Output in the sector, which accounts for more than three quarters of the economy, rose 0.3 percent in January from December, the Office for National Statistics said on Thursday.
That was its best performance since August although the data can often prove volatile.
Separate surveys showing that house prices posted their first annual rise in more than a year and consumer confidence held steady, albeit a low levels, added to a picture of a slow and delicate recovery.
Jens Larsen, chief European economist at RBC Capital Markets, said the services data suggested zero growth in the economy in the first quarter.
That would mean Britain escapes a recession - as defined by two consecutive quarters of contraction - by the narrowest possible margin.
Other economists thought Britain’s economy shrank in the January-March period, an embarrassment for the government which is sticking to its fiscal austerity push.
“Today’s data wasn’t a disaster, but is it good enough?” said Alan Clarke, economist at Scotiabank. “It’s a close call but my feeling is a triple-dip recession is more likely than not.”
Weak as it is, Britain’s economy is not as fragile as some in Europe, according to forecasts from the Organisation for Economic Co-operation and Development released on Thursday. They showed Britain was set to outperform France and Italy, but not Germany, in the first two quarters of 2013.
Thursday’s services data feeds into the ONS’s calculation of gross domestic product. A first reading of GDP in the January-March period is due to be released on April 25.
On a year-on-year basis, services output was up 0.8 percent, the ONS said.
A separate Purchasing Managers’ Index survey of Britain’s services industry released earlier this month also showed the sector holding up.
Its performance contrasts with a weaker picture in manufacturing. Official data showed earlier that manufacturing output fell in January at the fastest pace since June.
Helping services in January was activity in the transport, storage and communications sector as well as in business services and finance. Cold weather and snowfall in the month held back trade at some smaller retailers and at pubs and bars.

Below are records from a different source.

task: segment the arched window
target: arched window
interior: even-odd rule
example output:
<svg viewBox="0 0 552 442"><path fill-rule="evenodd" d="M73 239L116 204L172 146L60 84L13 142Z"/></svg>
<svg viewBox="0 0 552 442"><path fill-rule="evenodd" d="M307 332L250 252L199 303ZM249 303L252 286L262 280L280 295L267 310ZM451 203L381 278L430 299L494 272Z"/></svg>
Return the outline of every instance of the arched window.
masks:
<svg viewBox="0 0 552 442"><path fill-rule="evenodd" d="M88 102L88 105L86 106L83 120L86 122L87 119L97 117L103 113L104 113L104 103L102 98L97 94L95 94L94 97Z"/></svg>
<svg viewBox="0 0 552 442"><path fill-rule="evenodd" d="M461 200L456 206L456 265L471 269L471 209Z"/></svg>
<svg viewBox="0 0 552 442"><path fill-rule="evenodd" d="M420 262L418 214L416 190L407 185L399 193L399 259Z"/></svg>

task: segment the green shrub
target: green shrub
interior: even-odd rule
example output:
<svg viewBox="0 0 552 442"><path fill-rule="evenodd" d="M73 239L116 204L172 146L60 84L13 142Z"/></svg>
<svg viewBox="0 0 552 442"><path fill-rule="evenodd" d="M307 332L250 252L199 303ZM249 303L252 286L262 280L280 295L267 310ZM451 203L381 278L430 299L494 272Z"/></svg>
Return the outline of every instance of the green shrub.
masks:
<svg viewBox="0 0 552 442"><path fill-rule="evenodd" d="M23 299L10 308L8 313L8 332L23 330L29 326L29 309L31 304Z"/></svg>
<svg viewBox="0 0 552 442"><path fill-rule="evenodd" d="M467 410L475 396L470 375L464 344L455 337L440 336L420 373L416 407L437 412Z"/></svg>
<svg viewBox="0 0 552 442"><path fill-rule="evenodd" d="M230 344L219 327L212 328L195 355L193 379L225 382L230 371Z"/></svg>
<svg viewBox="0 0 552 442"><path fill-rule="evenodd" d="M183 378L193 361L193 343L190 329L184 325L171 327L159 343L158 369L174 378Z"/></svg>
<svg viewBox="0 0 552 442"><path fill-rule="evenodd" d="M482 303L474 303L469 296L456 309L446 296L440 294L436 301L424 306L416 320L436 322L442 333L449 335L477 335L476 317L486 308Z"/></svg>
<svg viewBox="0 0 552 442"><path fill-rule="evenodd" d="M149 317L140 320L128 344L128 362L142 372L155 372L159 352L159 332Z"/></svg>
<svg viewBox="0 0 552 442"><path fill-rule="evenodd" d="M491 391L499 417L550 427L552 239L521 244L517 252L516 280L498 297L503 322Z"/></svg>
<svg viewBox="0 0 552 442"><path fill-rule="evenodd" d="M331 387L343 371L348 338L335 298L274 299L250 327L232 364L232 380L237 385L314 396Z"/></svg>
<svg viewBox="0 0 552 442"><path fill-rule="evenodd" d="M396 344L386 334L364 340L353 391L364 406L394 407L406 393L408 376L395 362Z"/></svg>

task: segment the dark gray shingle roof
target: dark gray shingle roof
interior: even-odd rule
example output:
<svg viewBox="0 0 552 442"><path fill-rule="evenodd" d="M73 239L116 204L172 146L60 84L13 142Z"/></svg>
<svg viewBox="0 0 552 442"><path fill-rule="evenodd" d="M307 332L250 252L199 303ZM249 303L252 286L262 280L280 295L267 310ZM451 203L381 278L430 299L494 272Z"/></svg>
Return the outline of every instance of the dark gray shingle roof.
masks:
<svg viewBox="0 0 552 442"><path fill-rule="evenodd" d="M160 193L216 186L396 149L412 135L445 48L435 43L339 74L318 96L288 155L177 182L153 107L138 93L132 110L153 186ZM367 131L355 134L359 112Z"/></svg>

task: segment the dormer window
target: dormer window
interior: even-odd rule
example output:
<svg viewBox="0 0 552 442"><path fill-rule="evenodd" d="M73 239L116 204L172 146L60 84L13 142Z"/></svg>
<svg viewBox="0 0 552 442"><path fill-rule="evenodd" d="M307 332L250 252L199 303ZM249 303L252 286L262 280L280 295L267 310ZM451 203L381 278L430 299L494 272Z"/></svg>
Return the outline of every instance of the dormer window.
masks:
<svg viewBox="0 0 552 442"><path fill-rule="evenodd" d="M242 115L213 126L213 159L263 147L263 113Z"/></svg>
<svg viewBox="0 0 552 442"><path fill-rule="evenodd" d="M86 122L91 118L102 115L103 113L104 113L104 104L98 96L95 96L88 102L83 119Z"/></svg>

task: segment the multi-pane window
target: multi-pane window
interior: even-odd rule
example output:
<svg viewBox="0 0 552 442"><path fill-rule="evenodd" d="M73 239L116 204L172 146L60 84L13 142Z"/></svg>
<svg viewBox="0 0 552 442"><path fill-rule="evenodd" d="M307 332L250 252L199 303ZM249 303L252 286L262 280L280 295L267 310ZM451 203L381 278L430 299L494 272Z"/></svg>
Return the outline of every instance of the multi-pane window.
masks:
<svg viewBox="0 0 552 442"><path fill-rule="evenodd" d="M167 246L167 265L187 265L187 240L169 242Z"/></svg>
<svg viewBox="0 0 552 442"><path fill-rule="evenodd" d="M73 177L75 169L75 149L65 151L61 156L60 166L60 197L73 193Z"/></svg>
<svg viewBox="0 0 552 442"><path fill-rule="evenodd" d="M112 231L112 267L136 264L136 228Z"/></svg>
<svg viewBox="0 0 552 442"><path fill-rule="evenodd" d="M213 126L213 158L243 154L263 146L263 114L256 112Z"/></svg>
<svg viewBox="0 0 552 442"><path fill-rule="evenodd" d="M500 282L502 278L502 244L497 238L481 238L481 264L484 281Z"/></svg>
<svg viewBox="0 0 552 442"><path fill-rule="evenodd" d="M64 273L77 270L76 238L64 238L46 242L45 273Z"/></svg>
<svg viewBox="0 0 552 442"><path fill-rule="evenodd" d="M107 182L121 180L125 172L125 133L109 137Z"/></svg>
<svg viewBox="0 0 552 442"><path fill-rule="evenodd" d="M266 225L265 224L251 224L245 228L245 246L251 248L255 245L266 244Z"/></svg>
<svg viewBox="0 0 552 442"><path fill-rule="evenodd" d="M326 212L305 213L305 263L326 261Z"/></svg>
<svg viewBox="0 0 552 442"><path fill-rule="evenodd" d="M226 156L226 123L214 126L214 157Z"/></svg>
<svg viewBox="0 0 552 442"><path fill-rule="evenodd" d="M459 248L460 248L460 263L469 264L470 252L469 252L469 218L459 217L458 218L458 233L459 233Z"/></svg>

Another long spell of cold weather in March could prove the factor that pushes Britain’s economy into a new recession.
In the three months to the end of January, services output was down 0.2 percent compared with the three months to the end of October when the London Olympics boosted the economy.
Separately, the ONS reported that productivity across all sectors of the economy, as measured by output per hour, fell 0.5 percent in the fourth quarter compared with the third quarter.
That was the sixth successive decline in British productivity by that measure. Britain has seen rising employment but falling output per worker, which many economists say could reflect companies’ desire to keep employees on their books while offering them lower wage growth, rather than firing them.
But some say the productivity numbers might be a sign of something more worrying.
“There is a growing focus on ‘zombie’ companies that are essentially being kept alive by low interest rates and banks’ reluctance to write off loans,” said Howard Archer at IHS Global Insight, adding that would prevent new firms from succeeding.
Unit wage costs rose 0.5 percent in the October-December period compared with the previous three months.